Sampah-sampah yang biasa dibuang warga ke sungai lantas disetorkan ke Bank Sampah yang bisa diuangkan. Tak hanya itu, program Bank Sampah yang mendapat dana dari sejumlah donatur tersebut secara tak langsung membantu perekonomian warga dengan beragam programnya. Seperti misalnya uang hasil menjual sampah bisa ditabung untuk kemudian diambil guna membayar listrik. Bank Sampah tak hanya bisnis yang go green tapi juga membantu perekonomian warga.

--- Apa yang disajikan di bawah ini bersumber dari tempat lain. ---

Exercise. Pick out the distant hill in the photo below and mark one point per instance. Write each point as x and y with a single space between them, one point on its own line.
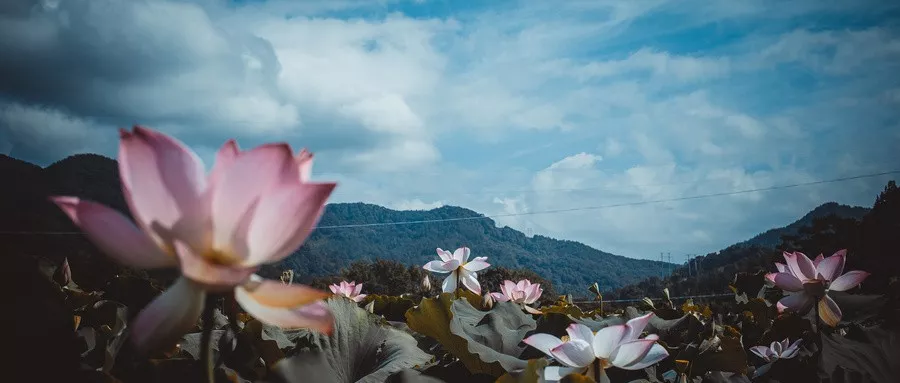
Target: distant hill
711 273
772 238
571 266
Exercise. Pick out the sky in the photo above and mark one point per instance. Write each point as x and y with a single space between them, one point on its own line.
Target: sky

7. Yang muda yang berkarya. Di usia yang masih 20-an, Alfatih Timur mampu membangun situs patungan pertama di Indonesia. Kitabisa.com, sudah banyak membantu institusi maupun perseorangan yang membutuhkan bantuan dana

Alfatih Timur. via 4muda.com

Adalah Muhammad Alfatih Timur alumni FEUI yang berinisiatif untuk membangun situs penggalangan dana. Kemudian Alfatih pun membangun Kitabisa.com bersama 9 rekannya. Situs ini menjembatani para pencetus ide dengan donatur yang bersedia mendanai ide tersebut agar berwujud nyata. Sejak didirikan tahun 2013, setidaknya situs ini sudah berhasil mengumpulkan dana lebih dari 12 Milyar Rupiah dan mendanai lebih dari 1000 ide. Tak hanya ide kreatif saja, situs penggalangan dana online ini juga membantu saudara-saudara kita yang membutuhkan bantuan dana untuk operasi, beasiswa, dan kegiatan charity lainnya.

Bisnis yang mereka lakoni semoga bisa menginspirasi kamu para millennial Indonesia untuk mengikuti jejak mereka. Bahwa bisnis yang akhirat-oriented itu bukan hal yang mustahil, bisa punya penghidupan sambil nabung pahala!